Rather than add to the already too big post where I brought them up, I'm writing a new one.

Appel and Beebe were two army shrinks who studied combat fatigue around the end of the second world war. Their study showed that every soldier will be incapacitated by the stress of battle, most being hit before they hit 90 "combat days". A combat day was not a calendar day, and under the way they defined "combat days" each ran around 3-5 calendar days, depending on theater. Things could be done to slow, mellow, and recover from it, but it was something that was going to hit every soldier. Rotating units back for rest, refit, and reinforcement kept units from constantly accruing "combat days". Soldiers who were fresh to combat tended to have a better recovery rate, with more of them being able to return to combat and sooner. Experienced soldiers were usually unable to return to combat, and had to be replaced.

So what does this have to do with Rumsfeld being an idiot?

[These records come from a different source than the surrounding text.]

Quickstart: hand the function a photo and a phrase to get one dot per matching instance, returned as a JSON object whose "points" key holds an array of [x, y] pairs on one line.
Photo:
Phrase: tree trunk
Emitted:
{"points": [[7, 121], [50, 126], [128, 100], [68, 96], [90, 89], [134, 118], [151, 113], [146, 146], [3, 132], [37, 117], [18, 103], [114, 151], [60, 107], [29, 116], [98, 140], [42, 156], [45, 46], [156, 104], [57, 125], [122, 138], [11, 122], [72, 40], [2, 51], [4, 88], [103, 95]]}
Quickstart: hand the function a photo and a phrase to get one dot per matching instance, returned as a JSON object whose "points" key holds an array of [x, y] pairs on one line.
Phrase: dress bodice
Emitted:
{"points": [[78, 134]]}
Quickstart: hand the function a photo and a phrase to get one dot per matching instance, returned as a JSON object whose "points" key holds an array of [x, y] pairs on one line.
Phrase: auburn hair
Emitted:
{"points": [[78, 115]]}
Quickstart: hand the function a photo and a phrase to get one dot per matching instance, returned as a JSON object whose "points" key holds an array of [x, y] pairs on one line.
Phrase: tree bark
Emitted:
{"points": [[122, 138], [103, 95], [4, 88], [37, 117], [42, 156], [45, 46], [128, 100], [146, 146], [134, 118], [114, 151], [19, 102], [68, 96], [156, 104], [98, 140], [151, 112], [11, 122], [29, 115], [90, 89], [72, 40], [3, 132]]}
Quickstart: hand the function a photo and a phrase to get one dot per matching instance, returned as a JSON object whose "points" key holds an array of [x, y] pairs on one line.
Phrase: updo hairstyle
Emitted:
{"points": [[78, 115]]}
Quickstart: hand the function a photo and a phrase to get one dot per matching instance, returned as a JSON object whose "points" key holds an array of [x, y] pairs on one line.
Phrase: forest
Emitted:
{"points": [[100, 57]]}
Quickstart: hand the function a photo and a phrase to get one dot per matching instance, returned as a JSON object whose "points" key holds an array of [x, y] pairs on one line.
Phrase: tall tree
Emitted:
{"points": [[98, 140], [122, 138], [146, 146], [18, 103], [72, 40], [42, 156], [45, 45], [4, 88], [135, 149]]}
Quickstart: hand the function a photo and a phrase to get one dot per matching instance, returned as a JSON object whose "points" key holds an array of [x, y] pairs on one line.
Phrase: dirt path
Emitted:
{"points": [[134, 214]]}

We're also losing soldiers due to enlistment expirations. This is pretty normal, as soldiers not being deployed anywhere will normally be released (a declaration of war would have changed this, extending all enlistments to the duration of the war plus sixth months). Recruitment is running at about normal levels, capable of offsetting attrition in our armed forces.

Dead and wounded haven't been astronimically high, which means that normal recruitment will help replace those soldiers as well. The problem comes with the stress of battle rendering soldiers unable to fight. This, like the battlefield casualties, won't just be hitting soldiers doing just one enlistment, but will hit officers and career soldiers as well. Rotating units will help reduce the stress levels, but even disciplined soldiers will be hit eventually. This means that senios nco's and officers, people that have already spent a decade or more in uniform, will start becoming undeployable in larger and larger numbers.

In short, our soldiers have a shelf-life. Like milk, they last a certain period of time while sitting around keeping cool until they hit their retirement age. Each time they're pulled out and used in real combat situations, the greater the chance they'll "sour" early. With milk this isn't a real problem as you can always pop down to the grocery store and get more, but grocery stores don't carry first sergeants, S-3's, or any of the military specialities that take a very long time to train. Promoting people up to fill in the holes isn't much of a long-term solution, as the people being promoted have most likely already been deployed and have lost some of their own shelf-life.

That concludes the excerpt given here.